Once I was a clever boy learning the arts of Oxford... is a quotation from the verses written by Bishop Richard Fleming (c.1385-1431) for his tomb in Lincoln Cathedral. Fleming, the founder of Lincoln College in Oxford, is the subject of my research for a D. Phil., and, like me, a son of the West Riding. I have remarked in the past that I have a deeply meaningful on-going relationship with a dead fifteenth century bishop... it was Fleming who, in effect, enabled me to come to Oxford and to learn its arts, and for that I am immensely grateful.


Saturday 12 February 2022

Bidding farewell to the Alleluia


This evening, being the eve of Septuagesima, sees the cessation of the use of “Alleluia” until Easter in traditional Catholic and Orthodox liturgical usage. 

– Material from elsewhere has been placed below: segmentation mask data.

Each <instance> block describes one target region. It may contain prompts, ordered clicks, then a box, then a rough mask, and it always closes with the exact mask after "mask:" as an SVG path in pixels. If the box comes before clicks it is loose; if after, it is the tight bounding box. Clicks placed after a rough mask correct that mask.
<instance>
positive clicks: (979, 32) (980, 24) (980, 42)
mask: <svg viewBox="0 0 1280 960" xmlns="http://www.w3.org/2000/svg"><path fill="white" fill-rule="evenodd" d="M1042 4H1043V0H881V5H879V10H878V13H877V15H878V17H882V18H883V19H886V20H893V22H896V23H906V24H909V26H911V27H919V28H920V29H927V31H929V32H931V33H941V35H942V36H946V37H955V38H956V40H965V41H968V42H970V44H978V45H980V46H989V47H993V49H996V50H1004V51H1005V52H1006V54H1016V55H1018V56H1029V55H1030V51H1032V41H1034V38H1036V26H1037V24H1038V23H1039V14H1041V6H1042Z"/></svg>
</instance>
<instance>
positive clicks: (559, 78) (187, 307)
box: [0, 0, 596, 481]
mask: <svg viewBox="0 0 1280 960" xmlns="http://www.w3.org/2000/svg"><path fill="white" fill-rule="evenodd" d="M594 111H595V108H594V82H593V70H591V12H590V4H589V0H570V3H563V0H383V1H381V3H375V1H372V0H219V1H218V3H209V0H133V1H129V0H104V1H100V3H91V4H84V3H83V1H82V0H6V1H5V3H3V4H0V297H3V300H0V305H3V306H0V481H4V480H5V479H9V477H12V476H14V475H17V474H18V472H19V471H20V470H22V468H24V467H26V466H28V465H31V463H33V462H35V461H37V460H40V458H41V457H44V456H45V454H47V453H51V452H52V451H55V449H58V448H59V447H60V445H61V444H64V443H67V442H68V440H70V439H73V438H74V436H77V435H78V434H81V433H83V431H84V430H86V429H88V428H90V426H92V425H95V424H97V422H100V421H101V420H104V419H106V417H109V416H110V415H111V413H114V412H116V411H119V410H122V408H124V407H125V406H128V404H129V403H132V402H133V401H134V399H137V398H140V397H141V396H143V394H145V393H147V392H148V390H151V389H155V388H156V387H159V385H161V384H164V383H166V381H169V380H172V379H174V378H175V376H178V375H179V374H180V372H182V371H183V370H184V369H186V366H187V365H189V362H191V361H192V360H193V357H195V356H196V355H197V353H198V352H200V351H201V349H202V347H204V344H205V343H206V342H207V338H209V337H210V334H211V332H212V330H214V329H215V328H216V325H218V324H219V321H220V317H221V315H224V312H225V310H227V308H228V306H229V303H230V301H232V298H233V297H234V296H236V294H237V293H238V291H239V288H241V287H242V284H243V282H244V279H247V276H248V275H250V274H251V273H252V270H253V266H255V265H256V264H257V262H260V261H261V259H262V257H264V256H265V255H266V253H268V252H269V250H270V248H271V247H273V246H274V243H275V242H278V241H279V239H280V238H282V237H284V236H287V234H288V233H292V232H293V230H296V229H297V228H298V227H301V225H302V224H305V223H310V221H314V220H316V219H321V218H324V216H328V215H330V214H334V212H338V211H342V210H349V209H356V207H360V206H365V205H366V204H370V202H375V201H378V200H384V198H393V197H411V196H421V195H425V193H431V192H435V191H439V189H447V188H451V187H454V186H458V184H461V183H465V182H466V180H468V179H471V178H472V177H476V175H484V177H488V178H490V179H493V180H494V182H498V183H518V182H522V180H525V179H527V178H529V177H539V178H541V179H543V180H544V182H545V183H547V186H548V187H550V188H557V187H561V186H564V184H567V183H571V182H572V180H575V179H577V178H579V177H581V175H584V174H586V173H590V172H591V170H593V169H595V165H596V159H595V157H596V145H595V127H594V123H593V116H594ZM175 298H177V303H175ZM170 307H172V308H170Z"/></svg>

The New Liturgical Movement has a good article about this custom and its various expressions, including a recording of the tenth century hymn as translated by John Mason Neale traditionally sung on this day in many places as an accompaniment to the custom of literally burying the “Alleluia”, at The Dismissal of the Alleluia

I have posted before about this symbolic act in 
Burying the Alleluia in 2012 and Burying the Alleluia ( again - I was not being very original ) in 2014, and did so again last year with Burying the Alleluia ( still not very original ), which has links to those two previous posts. At least this year I have shown some originality, as did those who came up with this evocative custom in the medieval period.